Reporter's notebook: We are all ‘dromim’

Suddenly we heard an ear-splitting boom, then another one. The walls of the house shook.

POLICE AND fire personnel stand at the site where a rocket fired from the Gaza Strip landed near Jerusalem on Tuesday. (photo credit: REUTERS)
POLICE AND fire personnel stand at the site where a rocket fired from the Gaza Strip landed near Jerusalem on Tuesday.
(photo credit: REUTERS)
Working in journalism can make a person a bit desensitized.
I admit that as I was hearing the reports about the Color Red sirens in the South all this week, my thoughts turned more to how I would cover the news for my weekly news roundup rather than to the suffering of the southern residents. As long as there was no noticeable escalation, I thought, I would relegate this piece of news to a single, business- as-usual rocket-fire-in-the-South news brief.
Tuesday night at around 10 p.m. in my neighborhood near Jerusalem. I was in the middle of folding laundry, while my two pre-teen sons got ready for bed. Suddenly we heard an ear-splitting boom, then another one. The walls of the house shook. I felt confused in the first second. What was going on? Then it hit me (metaphorically speaking), but I was still confused.
What was I supposed to do? All thoughts of our safe room escaped me. I ran to the kids’ room and found the boys.
Then we all ran to the living room, where we found my husband staring silently out the window. In horror, we watched a thin column of rising black smoke that stood out in all its malevolence against the night sky. It couldn’t have been more than 500 meters away.
“Ein od milvado – there is nothing besides Hashem,” my older son intoned quietly.

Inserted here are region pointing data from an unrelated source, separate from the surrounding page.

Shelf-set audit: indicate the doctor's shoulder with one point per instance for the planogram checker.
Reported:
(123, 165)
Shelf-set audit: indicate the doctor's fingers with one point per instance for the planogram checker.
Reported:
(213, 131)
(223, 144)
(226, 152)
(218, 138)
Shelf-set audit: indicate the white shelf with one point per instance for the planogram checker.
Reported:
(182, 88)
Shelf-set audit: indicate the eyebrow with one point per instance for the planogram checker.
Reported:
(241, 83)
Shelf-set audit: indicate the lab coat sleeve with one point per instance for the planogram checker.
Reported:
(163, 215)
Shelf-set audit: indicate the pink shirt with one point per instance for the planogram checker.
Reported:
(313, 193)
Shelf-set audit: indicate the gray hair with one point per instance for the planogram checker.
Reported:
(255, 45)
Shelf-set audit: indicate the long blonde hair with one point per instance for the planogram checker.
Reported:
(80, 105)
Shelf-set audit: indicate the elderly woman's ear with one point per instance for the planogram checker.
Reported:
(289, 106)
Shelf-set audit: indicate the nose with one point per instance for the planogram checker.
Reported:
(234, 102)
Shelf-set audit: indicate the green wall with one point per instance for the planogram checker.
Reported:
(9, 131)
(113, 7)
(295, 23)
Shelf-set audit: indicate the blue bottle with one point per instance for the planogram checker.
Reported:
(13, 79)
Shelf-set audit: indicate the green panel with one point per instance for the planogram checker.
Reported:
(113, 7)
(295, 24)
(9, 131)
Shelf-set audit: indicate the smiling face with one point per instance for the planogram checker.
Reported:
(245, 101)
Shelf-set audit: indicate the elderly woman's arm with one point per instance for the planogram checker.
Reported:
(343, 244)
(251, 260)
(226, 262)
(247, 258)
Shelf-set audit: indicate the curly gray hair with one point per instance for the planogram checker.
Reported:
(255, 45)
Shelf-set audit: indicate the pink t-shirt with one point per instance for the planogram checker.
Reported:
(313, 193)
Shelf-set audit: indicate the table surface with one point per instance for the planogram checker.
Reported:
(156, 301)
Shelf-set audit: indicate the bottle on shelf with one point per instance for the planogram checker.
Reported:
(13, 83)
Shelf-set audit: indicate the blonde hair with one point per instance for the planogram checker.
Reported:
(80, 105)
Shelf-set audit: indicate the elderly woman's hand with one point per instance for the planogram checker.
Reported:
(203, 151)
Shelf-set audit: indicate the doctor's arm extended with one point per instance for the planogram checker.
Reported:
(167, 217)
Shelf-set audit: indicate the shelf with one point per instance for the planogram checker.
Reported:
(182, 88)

My younger son was agitated.
“I’m shaking and I can’t stop! Ima, look at my legs! Feel my heart, Ima!” At this point, I didn’t know what to expect. Would there be more missiles? Should we go into the safe room? I turned on the radio, but could only get Arab stations. Within minutes, we saw a security vehicle with flashing blue lights near the spot where the missile had fallen. Frustrated, we watched the flashlights of the security personnel moving in the wrong direction. My husband tried to alert the authorities, but we had no cellphone reception. Only then did it occur to me that there had been no warning siren.

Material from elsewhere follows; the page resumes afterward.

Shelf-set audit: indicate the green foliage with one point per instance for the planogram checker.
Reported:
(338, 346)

My mind started to race with different thoughts, some completely irrational. Gratitude that the missile had fallen in what looked like an empty field, that we were all together, that we had made our daughter’s wedding some two weeks earlier. Worry about the rest of the family scattered all over Israel – and, yes, about the weekly news roundup that would have to be completely rewritten.
Meanwhile, my younger son found solace in action. He fixed up four beds in the safe room and equipped it with basic supplies that he had found in the house: a couple of cartons of seltzer, crackers, a flashlight, lots of books and Bamba.
In the morning, after a night of waking up every little while, straining my ears to hear – what, a siren? A missile falling? – understanding dawned. Now I knew what my brothers and sisters in the South were experiencing – and not once, but several times a day all week. And before that, and before that, for more than a decade.
During the week, I had heard the mayor of Ashkelon complain about the government’s inaction, saying that the Home Front Command was advocating “emergency routine mode.”
“Either emergency or routine!” he demanded. “We are willing to wait out the emergency mode if the government goes into Gaza to clean up, but this is not routine!” I felt overcome with sympathy for this man and all those he represents. I realize the complexity of the situation and don’t purport to know the answers, but surely we can’t go on complacently with our lives while a million people in the South suffer like this.
That’s right, we can’t. And Hamas made sure of that.